Essentially, we’ve been sold a lie about recycling thanks to marketing. It makes us feel good to know that recycling exists, but when it comes to plastic, it just goes to the landfill or is burned. Up until two years ago, the U.S. sent the majority of its plastic to Chinese landfills, but now they just land in domestic dumps. It would appear that this is a new problem since China cut off our plastic chain, but according to a new NRP expose, the plastics industry has known about this issue all along.

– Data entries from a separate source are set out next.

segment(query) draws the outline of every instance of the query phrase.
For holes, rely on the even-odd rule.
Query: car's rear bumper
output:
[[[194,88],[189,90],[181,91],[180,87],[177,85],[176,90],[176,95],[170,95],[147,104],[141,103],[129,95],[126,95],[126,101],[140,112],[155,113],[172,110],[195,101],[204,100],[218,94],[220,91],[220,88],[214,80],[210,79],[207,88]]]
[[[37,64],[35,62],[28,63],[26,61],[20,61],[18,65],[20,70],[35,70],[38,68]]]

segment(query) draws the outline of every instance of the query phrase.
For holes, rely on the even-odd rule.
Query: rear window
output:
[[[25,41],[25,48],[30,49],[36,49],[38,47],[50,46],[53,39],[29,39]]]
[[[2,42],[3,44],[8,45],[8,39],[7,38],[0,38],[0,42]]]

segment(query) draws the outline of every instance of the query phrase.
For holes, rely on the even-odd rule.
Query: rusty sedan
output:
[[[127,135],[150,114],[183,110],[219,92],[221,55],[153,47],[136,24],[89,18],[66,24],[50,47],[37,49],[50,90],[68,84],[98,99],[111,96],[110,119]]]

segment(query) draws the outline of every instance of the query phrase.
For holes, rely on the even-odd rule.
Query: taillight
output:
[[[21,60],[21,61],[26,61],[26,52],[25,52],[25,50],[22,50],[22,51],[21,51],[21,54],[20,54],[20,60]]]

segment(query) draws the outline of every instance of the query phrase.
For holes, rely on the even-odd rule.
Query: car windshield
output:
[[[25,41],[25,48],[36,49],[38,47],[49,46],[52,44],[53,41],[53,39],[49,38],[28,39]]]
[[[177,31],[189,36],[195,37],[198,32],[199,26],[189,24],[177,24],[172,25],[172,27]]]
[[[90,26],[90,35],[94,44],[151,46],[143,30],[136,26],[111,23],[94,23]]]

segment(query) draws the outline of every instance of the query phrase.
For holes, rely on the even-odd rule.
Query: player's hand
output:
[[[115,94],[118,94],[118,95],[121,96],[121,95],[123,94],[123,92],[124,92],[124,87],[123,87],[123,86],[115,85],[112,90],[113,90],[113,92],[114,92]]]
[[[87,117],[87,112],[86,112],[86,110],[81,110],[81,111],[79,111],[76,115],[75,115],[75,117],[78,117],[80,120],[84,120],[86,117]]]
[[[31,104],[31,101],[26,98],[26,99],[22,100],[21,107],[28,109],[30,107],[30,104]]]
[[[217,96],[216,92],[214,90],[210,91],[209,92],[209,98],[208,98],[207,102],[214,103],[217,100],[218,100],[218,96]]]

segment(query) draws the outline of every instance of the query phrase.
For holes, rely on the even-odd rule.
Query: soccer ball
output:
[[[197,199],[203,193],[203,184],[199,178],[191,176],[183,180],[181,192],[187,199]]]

According to research from NPR and PBS, the plastic industry sold the public on the idea that the majority of plastic could be recycled, despite knowing it wouldn’t be economically feasible to do so and while making billions of dollars making new plastic. Basically, all used plastic can technically be recycled into new things, but sorting it out is more expensive than just making brand new plastic items from oil and gas. Also, plastic degrades each time it’s reused, so it can only actually be reused once or twice. New plastic is cheaper to produce and of better quality, so there’s literally no financial incentive to recycle old plastic, now add powerful lobbyists for the major oil companies into the mix and well..that’s why we don’t recycle enough plastic.

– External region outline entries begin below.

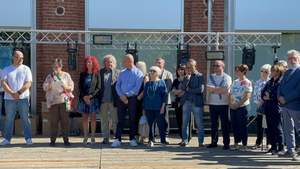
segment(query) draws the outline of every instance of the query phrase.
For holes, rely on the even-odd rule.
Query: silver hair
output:
[[[62,60],[61,59],[58,58],[53,60],[52,63],[51,63],[51,66],[53,66],[53,65],[56,64],[58,64],[58,66],[60,67],[62,67]]]
[[[117,65],[117,61],[116,61],[116,58],[114,56],[112,56],[112,55],[108,54],[104,57],[102,60],[103,61],[103,64],[104,64],[104,63],[106,61],[106,60],[108,59],[111,59],[112,60],[112,62],[113,62],[112,63],[112,67],[115,68]],[[104,65],[105,65],[104,64]]]
[[[298,59],[300,59],[300,53],[299,53],[299,52],[298,51],[294,49],[290,50],[286,52],[286,58],[287,58],[287,57],[289,55],[291,54],[296,54],[297,55],[297,57],[298,57]]]
[[[156,73],[157,73],[157,77],[158,77],[160,75],[161,73],[161,70],[160,68],[157,66],[153,66],[150,68],[150,70],[153,70],[156,71]]]
[[[270,64],[266,64],[265,65],[262,65],[260,68],[260,70],[261,70],[263,69],[266,69],[268,70],[268,72],[270,74],[271,73],[271,67],[272,66]]]
[[[155,60],[155,61],[157,60],[161,60],[161,61],[163,61],[163,63],[165,63],[165,60],[164,59],[164,58],[163,58],[162,57],[158,57],[157,59],[156,60]]]
[[[196,63],[196,61],[192,59],[190,59],[188,60],[188,62],[187,62],[187,63],[189,63],[192,64],[193,66],[194,66],[196,65],[197,63]]]
[[[287,66],[287,63],[285,60],[283,60],[278,61],[278,62],[277,63],[277,64],[282,66],[284,67],[285,67],[286,66]]]

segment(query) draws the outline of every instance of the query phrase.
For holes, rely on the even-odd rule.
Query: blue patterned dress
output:
[[[86,95],[88,95],[89,94],[90,88],[91,87],[93,74],[89,74],[86,72],[85,73],[85,75],[86,76]],[[78,108],[77,109],[78,112],[87,114],[99,113],[100,106],[98,102],[98,98],[90,99],[91,105],[90,105],[87,104],[83,99],[80,98],[78,101]]]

As for those ubiquitous recycle symbols on the side of plastic containers, industry officials told NPR that the recycle code seen on plastic items is to help recycling facilities sort plastic, but that information hasn’t been clarified to the consumer at all. Ask any person what the recycle symbol means, and most people would tell you that means the plastic is safe to go in the recycling bin. In fact, Earth911 says that if you want to know which plastics you can actually toss in your curbside bin, you have to call your local recycling service provider, as the types of plastics accepted differ by location. For example, those plastic clamshells that strawberries come in during the summer? That’s just one example of something you aren’t supposed to throw in the recycling bin. But since nobody knows which plastics should actually be going to their local recycling center, everyone throws all sorts of different plastic into their recycle bins and it all arrives at the plant and there is no feasible way to sort through it all that makes sense financially. So? Most of that plastic remains unsorted and ends up in a landfill.
Damn. This article says the little recycle arrow symbols on most plastic were created by the plastic industry to promote the idea that all plastic could be recycled, and they made things harder for the recycling industry https://t.co/ARuMtRIuaH
— Basement Themed Basement (@grenadine) September 12, 2020
As more people are starting to get privy to the plastic disaster, a brand new plastics plant in Texas claims they will recycle 100% of the plastic it makes by the year 2040. Though they don’t know exactly how they’ll achieve that, Jim Becker, the vice president of sustainability for Chevron Phillips’ $6 billion plastics plant told NPR that “recycling has to get more efficient, more economic. We’ve got to do a better job, collecting the waste, sorting it. That’s going to be a huge effort.”
Plastic is the substrate of modern life, and the planet is paying for it. https://t.co/wvHe8k83Rw
— Quartz (@qz) September 11, 2020
Despite the fact that environmentally-minded companies claim to be committed to developing new sorting and recycling methods, it could likely just be more marketing mumbo jumbo as The World Economic Forum expects plastic production to triple by 2050.
So what can you do? Well, nows a good time to invest in a reusable water bottle and start consuming fewer single-use plastic products.